Skin-to-skin contact between a mother and her baby at birth reduces crying, and helps the mother to breastfeed successfully.
In many cultures, babies are generally cradled naked on their mother's bare chest at birth. Historically, this was necessary for the baby's survival. In recent times, in some societies such as in industrialized countries more babies are born in hospital, and as part of usual hospital care babies are often separated and swaddled or dressed before being given to their mothers. It has been suggested that hospital routines may significantly disrupt early mother and baby interactions and have harmful effects. This review was done to see if there was any impact of early skin-to-skin contact between the mother and her newborn baby on infant health, behavior, and breastfeeding.
The review included 34 randomized studies involving 2177 mothers and their babies. It showed that babies exposed to skin-to-skin contact interacted more with their mothers and cried less than babies receiving usual hospital care. Mothers were more likely to breastfeed in the first one to four months, and tended to breastfeed longer, if they had early skin-to-skin contact with their babies. Babies were possibly more likely to have a good early relationship with their mothers but this was difficult to measure. The overall methodological quality of trials was mixed. There was variation in how the intervention was implemented, including the time of skin-to-skin contact started after the birth and how long it lasted, the outcomes looked at and how they were measured. No clear negative outcomes were reported in association with skin-to-skin contact.
Limitations included methodological quality, variations in intervention implementation, and outcomes. The intervention appears to benefit breastfeeding outcomes, and cardio-respiratory stability and decrease infant crying, and has no apparent short- or long-term negative effects. Further investigation is recommended. To facilitate meta-analysis, future research should be done using outcome measures consistent with those in the studies included here. Published reports should clearly indicate if the intervention was SSC with time of initiation and duration and include means, standard deviations and exact probability values.

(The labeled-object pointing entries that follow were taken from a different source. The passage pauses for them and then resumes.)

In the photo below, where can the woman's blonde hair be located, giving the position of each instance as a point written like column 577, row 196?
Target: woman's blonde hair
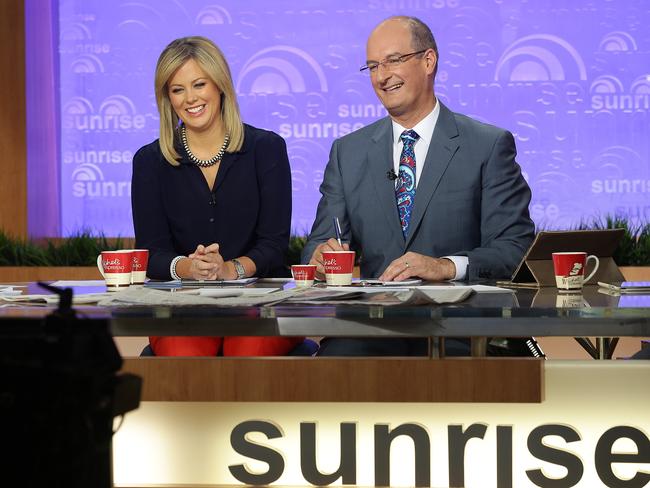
column 210, row 58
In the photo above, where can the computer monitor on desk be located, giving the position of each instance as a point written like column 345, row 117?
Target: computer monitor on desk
column 536, row 267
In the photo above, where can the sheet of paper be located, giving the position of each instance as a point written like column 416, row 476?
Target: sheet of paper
column 381, row 296
column 9, row 291
column 218, row 283
column 234, row 292
column 79, row 299
column 147, row 296
column 476, row 288
column 412, row 282
column 69, row 283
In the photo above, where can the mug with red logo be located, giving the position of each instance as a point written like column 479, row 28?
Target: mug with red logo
column 338, row 267
column 570, row 269
column 116, row 267
column 139, row 269
column 303, row 274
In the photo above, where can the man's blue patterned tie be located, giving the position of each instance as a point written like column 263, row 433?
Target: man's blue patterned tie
column 405, row 189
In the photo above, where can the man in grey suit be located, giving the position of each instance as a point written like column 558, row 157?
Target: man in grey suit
column 425, row 192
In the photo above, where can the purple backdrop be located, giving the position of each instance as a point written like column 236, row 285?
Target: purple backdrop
column 571, row 80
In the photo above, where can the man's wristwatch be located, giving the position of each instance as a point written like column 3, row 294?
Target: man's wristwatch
column 239, row 269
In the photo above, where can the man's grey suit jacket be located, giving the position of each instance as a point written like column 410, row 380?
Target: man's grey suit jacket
column 471, row 198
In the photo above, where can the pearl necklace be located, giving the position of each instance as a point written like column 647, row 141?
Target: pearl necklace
column 204, row 163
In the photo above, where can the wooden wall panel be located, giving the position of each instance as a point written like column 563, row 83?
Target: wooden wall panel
column 13, row 152
column 281, row 379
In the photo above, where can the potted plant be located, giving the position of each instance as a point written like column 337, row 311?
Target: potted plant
column 72, row 258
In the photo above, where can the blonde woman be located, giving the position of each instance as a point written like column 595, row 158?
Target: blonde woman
column 211, row 198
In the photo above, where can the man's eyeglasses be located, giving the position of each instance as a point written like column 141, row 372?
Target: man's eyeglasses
column 390, row 63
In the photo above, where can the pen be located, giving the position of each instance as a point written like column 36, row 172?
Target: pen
column 337, row 229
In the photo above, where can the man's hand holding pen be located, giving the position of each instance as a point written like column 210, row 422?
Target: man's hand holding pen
column 317, row 258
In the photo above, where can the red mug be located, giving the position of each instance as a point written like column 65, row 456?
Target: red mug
column 139, row 269
column 338, row 267
column 303, row 274
column 570, row 269
column 116, row 267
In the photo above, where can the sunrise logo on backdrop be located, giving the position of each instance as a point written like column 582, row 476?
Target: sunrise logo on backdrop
column 86, row 64
column 116, row 113
column 623, row 180
column 281, row 69
column 88, row 182
column 608, row 93
column 76, row 32
column 618, row 41
column 540, row 58
column 213, row 15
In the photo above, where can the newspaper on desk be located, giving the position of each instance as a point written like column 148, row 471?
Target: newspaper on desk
column 414, row 296
column 320, row 296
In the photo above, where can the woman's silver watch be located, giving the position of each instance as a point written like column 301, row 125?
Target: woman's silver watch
column 239, row 269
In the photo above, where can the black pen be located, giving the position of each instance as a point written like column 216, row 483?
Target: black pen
column 337, row 229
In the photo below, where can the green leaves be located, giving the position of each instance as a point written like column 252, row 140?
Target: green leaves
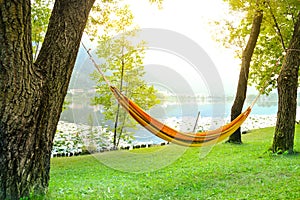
column 275, row 34
column 40, row 14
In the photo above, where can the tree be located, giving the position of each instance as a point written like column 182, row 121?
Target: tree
column 124, row 62
column 287, row 92
column 275, row 31
column 32, row 93
column 241, row 92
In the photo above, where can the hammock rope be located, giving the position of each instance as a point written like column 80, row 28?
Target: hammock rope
column 167, row 133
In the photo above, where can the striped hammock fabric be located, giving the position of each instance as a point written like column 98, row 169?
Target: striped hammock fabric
column 171, row 135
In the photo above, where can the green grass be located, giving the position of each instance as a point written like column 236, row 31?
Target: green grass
column 224, row 171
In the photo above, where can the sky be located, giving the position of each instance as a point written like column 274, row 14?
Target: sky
column 190, row 18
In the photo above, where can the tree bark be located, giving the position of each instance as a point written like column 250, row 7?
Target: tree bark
column 287, row 96
column 241, row 92
column 32, row 94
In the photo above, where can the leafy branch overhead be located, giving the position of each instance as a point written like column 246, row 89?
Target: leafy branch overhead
column 121, row 55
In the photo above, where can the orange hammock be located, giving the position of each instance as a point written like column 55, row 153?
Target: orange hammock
column 169, row 134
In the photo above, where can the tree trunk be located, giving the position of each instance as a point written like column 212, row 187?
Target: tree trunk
column 287, row 96
column 32, row 95
column 241, row 92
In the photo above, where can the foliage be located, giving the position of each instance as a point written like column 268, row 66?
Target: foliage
column 122, row 62
column 224, row 171
column 276, row 31
column 40, row 14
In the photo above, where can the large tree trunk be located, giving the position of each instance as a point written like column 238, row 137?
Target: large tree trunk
column 32, row 95
column 241, row 92
column 287, row 93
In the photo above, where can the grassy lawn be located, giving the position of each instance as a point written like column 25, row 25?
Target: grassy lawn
column 224, row 171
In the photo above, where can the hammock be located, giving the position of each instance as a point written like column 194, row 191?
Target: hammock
column 169, row 134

Mother-infant separation postbirth is common in Western culture. Early skin-to-skin contact (SSC) begins ideally at birth and involves placing the naked baby, head covered with a dry cap and a warm blanket across the back, prone on the mother's bare chest. According to mammalian neuroscience, the intimate contact inherent in this place (habitat) evokes neurobehaviors ensuring fulfillment of basic biological needs. This time may represent a psychophysiologically 'sensitive period' for programming future physiology and behavior.
To assess the effects of early SSC on breastfeeding, physiological adaptation, and behavior in healthy mother-newborn dyads.
We searched the Cochrane Pregnancy and Childbirth Group's Trials Register (30 November 2011), made personal contact with trialists, and consulted the bibliography on kangaroo mother care (KMC) maintained by Dr. Susan Ludington.
Randomized controlled trials comparing early SSC with usual hospital care.
We independently assessed trial quality and extracted data. Study authors were contacted for additional information.
Thirty-four randomized controlled trials were included involving 2177 participants (mother-infant dyads). Data from more than two trials were available for only eight outcome measures. For primary outcomes, we found a statistically significant positive effect of early SSC on breastfeeding at one to four months postbirth (13 trials; 702 participants) (risk ratio (RR) 1.27, 95% confidence interval (CI) 1.06 to 1.53, and SSC increased breastfeeding duration (seven trials; 324 participants) (mean difference (MD) 42.55 days, 95% CI -1.69 to 86.79) but the results did not quite reach statistical significance (P = 0.06). Late preterm infants had better cardio-respiratory stability with early SSC (one trial; 31 participants) (MD 2.88, 95% CI 0.53 to 5.23). Blood glucose 75 to 90 minutes following the birth was significantly higher in SSC infants (two trials, 94 infants) (MD 10.56 mg/dL, 95% CI 8.40 to 12.72).
The overall methodological quality of trials was mixed, and there was high heterogeneity for some outcomes.